The concept behind this work is to restrict our input data to a well-defined class of chemical compounds. It will be presumable that a strong proximity in the chemical composition is reflected in the same spatial organization of the atoms in the space. In this way, it will be sufficient to simply use the stoichiometry of the compound as a descriptor to predict its crystalline structure. Furthermore, this concept can be extended to exploit the phenomenon of vicariance to explore compounds that are very similar to each other. In the mid-1920s, Victor Goldschmidt developed a set of rules of thumb to explain the ion substitution that can occur in a crystalline structure. As regards the dimensions, for the ions of one element to be replaced by another, Goldschmidt stated that the difference between their ionic radii must be less than 15%. The Goldschmidt empirical rule opens new perspectives within the prediction of space groups. In fact, it is possible to imagine, as was performed for iron, that other lithiated oxides containing substitute ions instead of iron and whose chemical formula is identical or similar to each other could have the same crystalline structure. The ionic radius of an element depends primarily on its electric charge and the state of coordination in the crystal. Manganese, with the same electric charge and state of coordination, has an ionic radius that does not exceed the 15% rule indicated by Goldschmidt. For this reason, it could be possible to predict the crystal structure of lithiated manganese oxides using as the training dataset the structures of lithiated iron oxides.

The aim of this study was to develop a simple and lean ML technique capable of predicting the crystal structure of materials suitable to work as cathodes in Li-ion batteries. For this reason, a ML model that learns the crystal structure of iron lithium oxides to be analysed directly from the crystal structure of the training compounds will be described. The same ML model was applied to predict the crystal group of manganese lithium oxides by replacing iron with manganese, two neighbouring elements in the periodic table that have very strong similarities to each other. Despite its simplicity, this model has proven useful for obtaining highly predictive results.

2. Materials and Methods

2.1. Dataset

The dataset to train and evaluate the prediction model was extracted from the Crystallographic Open Database [23] which is an open-access collection of crystalline structures of inorganic, organic, metal–organic, and mineral compounds. The database currently hosts 495,690 entries. Attention has focused on potentially active iron-containing materials such as cathodes for lithium batteries. Therefore, a search was carried out which returned all the materials in the database, which simultaneously contained lithium, iron, and oxygen. The search returned a dataset containing 720 entries. Compounds containing carbon or with atomic number (AN) exceeding 56, except tungsten (AN = 74), mercury (AN = 80), and lead (AN = 82), were eliminated. This effectively excluded metal–organic compounds, lanthanides, precious metals, uranium, transuranic, and other uncommon elements from the dataset. Thus, the dataset was reduced to 419 entries. Further reduction of the dataset was performed by eliminating those compounds that were repeated multiple times. After these refinements, the final dataset contained 276 entries.
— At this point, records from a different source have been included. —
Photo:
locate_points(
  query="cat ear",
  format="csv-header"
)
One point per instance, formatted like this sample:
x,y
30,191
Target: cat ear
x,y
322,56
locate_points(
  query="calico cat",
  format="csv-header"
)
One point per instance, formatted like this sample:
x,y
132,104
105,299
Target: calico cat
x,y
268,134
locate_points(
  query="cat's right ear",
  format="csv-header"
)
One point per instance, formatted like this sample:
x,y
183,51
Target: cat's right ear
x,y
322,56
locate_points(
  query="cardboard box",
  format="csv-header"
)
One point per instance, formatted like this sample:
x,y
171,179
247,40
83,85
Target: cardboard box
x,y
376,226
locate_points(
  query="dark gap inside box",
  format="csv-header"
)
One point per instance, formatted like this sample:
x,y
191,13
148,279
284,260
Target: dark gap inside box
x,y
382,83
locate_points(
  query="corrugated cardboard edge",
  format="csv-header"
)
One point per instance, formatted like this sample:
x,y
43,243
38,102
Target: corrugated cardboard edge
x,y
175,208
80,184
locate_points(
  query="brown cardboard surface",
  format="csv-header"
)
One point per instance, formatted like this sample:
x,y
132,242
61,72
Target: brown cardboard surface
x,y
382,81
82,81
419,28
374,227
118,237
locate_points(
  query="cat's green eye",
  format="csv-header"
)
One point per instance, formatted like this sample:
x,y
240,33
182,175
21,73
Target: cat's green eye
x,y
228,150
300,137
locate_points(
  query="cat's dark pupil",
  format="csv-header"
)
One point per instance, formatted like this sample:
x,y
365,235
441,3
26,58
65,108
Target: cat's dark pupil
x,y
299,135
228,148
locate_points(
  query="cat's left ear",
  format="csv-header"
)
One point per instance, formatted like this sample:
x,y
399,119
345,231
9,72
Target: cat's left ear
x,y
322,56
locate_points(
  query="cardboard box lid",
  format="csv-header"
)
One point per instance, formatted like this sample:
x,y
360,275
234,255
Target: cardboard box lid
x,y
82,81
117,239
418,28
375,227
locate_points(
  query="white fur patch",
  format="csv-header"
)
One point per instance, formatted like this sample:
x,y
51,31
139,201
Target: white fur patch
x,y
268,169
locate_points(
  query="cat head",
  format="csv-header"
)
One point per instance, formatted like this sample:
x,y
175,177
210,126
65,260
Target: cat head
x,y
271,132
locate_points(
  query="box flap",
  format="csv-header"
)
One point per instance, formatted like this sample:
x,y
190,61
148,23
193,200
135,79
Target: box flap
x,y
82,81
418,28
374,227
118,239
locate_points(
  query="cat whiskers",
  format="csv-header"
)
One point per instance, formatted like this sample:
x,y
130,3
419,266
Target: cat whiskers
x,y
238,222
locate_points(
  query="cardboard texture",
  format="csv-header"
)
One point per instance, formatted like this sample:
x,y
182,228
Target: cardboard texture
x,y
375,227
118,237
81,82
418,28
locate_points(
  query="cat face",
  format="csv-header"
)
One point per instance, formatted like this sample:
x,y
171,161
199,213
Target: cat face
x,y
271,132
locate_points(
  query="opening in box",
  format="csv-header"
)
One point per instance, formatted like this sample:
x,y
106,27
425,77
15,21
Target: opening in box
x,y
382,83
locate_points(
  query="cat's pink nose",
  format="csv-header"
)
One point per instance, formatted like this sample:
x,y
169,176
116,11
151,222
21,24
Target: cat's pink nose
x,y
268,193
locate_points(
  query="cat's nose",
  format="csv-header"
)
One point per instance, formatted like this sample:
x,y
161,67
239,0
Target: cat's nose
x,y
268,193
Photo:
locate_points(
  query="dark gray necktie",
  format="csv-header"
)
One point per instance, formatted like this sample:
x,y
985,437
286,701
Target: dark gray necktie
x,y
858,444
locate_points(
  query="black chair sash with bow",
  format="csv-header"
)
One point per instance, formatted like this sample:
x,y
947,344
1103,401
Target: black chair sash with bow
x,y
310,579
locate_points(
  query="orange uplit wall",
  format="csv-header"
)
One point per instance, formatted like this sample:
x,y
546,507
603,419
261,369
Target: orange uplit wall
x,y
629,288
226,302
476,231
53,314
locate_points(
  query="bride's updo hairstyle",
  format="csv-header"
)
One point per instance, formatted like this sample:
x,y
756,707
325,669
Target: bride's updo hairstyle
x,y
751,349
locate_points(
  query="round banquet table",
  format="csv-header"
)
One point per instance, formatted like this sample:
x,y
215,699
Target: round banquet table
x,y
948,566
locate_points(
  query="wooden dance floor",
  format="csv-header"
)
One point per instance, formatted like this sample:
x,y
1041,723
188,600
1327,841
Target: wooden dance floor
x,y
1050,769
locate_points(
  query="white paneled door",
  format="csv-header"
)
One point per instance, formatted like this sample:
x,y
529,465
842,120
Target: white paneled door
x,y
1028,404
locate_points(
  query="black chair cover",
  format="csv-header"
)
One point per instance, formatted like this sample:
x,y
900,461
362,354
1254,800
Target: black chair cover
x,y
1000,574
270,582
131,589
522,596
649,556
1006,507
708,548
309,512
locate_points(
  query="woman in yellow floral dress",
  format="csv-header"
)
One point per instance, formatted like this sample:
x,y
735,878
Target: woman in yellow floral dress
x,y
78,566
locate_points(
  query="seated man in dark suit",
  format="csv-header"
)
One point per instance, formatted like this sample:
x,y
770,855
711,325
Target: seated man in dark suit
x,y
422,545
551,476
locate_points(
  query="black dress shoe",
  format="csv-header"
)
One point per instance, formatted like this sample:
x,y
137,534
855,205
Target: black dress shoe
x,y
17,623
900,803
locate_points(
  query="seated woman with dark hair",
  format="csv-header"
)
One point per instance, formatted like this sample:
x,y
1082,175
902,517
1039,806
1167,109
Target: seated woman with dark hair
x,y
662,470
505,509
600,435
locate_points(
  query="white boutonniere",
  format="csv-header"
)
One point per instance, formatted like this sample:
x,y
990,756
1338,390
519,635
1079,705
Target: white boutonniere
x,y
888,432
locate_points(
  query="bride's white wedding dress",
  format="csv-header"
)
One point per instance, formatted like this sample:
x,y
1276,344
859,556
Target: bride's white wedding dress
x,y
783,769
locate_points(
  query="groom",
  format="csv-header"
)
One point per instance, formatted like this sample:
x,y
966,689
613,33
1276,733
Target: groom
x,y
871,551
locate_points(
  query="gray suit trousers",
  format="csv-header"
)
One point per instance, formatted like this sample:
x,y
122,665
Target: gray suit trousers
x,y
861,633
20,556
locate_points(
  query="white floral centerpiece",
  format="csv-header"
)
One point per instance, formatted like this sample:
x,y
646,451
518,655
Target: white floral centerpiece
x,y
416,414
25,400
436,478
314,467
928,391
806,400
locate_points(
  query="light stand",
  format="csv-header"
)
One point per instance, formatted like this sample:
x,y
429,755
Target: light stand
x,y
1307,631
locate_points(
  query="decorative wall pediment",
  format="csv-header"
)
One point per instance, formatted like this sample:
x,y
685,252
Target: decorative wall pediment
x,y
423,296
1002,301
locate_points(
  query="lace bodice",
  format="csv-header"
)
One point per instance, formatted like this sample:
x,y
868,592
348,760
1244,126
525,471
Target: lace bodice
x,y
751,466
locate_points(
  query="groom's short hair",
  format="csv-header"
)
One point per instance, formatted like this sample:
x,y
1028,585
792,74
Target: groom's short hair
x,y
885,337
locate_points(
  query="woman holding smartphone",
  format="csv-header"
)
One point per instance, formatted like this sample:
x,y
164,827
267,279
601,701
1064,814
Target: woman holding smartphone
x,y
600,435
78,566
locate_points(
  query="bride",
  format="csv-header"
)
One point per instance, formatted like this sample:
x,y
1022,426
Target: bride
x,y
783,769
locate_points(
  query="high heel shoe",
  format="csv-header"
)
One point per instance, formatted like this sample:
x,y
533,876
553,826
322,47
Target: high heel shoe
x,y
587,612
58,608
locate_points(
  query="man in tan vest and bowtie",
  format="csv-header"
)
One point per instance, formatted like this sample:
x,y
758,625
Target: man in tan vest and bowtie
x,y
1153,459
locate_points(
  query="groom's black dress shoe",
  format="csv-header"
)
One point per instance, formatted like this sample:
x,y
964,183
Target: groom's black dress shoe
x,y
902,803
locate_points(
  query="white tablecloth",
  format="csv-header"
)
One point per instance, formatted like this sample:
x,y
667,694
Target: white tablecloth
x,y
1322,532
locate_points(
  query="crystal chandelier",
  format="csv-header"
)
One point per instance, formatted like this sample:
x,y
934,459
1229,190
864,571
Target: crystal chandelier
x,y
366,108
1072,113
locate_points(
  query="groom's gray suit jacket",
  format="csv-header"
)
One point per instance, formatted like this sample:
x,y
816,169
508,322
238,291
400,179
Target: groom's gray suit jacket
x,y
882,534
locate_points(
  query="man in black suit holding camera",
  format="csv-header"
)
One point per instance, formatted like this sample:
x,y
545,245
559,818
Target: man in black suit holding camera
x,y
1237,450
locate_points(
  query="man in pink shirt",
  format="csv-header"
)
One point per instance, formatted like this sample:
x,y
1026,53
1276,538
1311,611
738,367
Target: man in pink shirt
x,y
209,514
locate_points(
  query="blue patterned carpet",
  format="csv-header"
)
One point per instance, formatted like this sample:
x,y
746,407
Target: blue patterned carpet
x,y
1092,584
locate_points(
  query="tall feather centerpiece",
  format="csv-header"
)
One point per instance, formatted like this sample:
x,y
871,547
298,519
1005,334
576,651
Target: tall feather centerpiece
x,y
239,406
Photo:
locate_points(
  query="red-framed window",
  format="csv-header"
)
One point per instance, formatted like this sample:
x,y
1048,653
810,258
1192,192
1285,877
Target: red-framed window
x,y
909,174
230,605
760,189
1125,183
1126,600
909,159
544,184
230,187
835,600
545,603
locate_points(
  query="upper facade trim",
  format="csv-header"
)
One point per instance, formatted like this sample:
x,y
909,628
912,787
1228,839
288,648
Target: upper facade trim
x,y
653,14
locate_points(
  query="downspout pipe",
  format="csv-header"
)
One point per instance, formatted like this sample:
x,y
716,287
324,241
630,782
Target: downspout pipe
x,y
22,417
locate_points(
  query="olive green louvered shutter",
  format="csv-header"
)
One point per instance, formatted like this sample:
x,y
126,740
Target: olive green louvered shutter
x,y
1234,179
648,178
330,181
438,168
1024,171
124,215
Each entry contained the chemical formula of the unit cell and the relative crystallographic group it belonged to.

2.2. Descriptors

The molecular structures were transformed into descriptors before being used to train the machine-learning model. The descriptors used in this work were strings formed by the following characters: the identification number, the chemical formula of the elementary cell, the crystalline group it belongs to, the number of different chemical elements present in the compound, their atomic number, and the stoichiometric coefficient with which the elements appeared in the chemical formula. Some descriptors are shown in Table 1. For example, for the first compound reported in Table 1 are listed: the ID (7221070 in the COD database), the chemical formula of the unit cell, the crystalline phase (14 in the international system which corresponds to the P121/c1 phase of the monoclinic system), the number of the different elements that compose the elementary cell (4), the atomic number of arsenic (33), iron (26), lithium (3), and oxygen (8), followed by the stoichiometric coefficient with which they appear in the chemical formula of the elementary cell (12 for arsenic, 8 for iron, 12 for lithium, and 48 for oxygen). The strings were collected to form the data matrix as shown in Table 1.

2.3. ML Method

The ML method is extremely simple. The matrix that contains the dataset is made up of 276 rows and 100 columns. The number of columns can accommodate compounds containing up to 48 different elements ([100 − 4]/2), a number certainly higher than the maximum number of elements contained in a single formula in the dataset. A graphical representation of the data matrix is shown in Table 1.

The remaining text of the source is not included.